With the development of the Internet, network applications such as web-based applications have evolved in size and capability. With evolvement of the applications, the data that the applications generate and manage has grown as well. Application management systems are used to monitor applications that implement much of the functionality of a network system and web-based service. These application management systems retrieve and manage a large quantity of application management data.
Application management data is interrelated and may contain many hierarchies of data. For example, application management data may include hierarchies of applications, transactions, subsystems, resources used by an application, and other hierarchies. These hierarchies are interrelated through communication, logically, physically, or in some other manner. For example, a “purchase merchandise” transaction may use a credit card processing subsystem which uses resources such as CPU, disk space, etc. These elements are all interrelated.

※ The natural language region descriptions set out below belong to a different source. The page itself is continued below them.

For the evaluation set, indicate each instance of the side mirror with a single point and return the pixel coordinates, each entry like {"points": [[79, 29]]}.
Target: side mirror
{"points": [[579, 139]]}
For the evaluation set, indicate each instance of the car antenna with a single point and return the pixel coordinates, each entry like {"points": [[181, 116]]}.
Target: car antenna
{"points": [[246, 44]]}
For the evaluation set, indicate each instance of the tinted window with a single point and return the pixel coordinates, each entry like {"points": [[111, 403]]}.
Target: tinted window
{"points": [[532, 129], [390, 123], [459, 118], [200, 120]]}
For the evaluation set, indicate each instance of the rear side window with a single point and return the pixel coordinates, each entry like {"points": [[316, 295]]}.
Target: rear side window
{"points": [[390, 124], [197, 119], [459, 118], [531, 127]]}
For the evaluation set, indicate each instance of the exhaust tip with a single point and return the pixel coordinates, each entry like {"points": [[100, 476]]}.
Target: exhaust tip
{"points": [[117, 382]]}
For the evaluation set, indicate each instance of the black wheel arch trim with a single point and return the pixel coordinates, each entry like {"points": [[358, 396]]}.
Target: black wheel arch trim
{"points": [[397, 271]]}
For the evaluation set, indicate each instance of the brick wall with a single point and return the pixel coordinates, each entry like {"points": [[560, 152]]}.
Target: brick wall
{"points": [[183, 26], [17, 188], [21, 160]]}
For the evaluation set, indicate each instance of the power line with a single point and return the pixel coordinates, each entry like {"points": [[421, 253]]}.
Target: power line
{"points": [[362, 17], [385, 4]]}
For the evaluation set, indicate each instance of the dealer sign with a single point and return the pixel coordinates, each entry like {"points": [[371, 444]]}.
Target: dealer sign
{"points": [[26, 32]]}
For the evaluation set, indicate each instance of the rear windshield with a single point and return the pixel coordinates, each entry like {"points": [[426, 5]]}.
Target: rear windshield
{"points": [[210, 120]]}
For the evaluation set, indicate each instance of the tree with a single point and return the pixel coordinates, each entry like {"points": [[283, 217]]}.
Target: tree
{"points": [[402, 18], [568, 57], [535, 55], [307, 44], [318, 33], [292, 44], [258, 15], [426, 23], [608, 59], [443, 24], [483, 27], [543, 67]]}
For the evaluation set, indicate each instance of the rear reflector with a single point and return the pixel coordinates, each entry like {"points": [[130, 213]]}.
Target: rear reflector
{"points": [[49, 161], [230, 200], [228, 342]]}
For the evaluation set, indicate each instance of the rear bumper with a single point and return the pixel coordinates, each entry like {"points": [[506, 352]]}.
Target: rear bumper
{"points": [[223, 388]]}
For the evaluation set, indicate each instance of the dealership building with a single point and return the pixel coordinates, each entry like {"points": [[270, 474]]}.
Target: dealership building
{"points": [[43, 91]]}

Typically, systems for displaying application monitoring data for a monitored application provide a structured path of information for a particular type of element. For example, information for a hierarchy of data may be provided in a manner which provides a structured path of application data. In order to view another type of data or reverse relationships between data elements, a user must view an entirely different hierarchy of data or is simply unable to view the desired relationship. For example, a user may view a single hierarchy of application methods used by an application and resources used by the application, but cannot view the methods that call the subsystems from the point of view of the subsystem through the same hierarchy. Thus, different types of interrelated application data are often handled as different sets of data or not provided at all. Further, it is difficult to determine the relationships between the different types of application monitoring data when the data is viewed in separate hierarchies.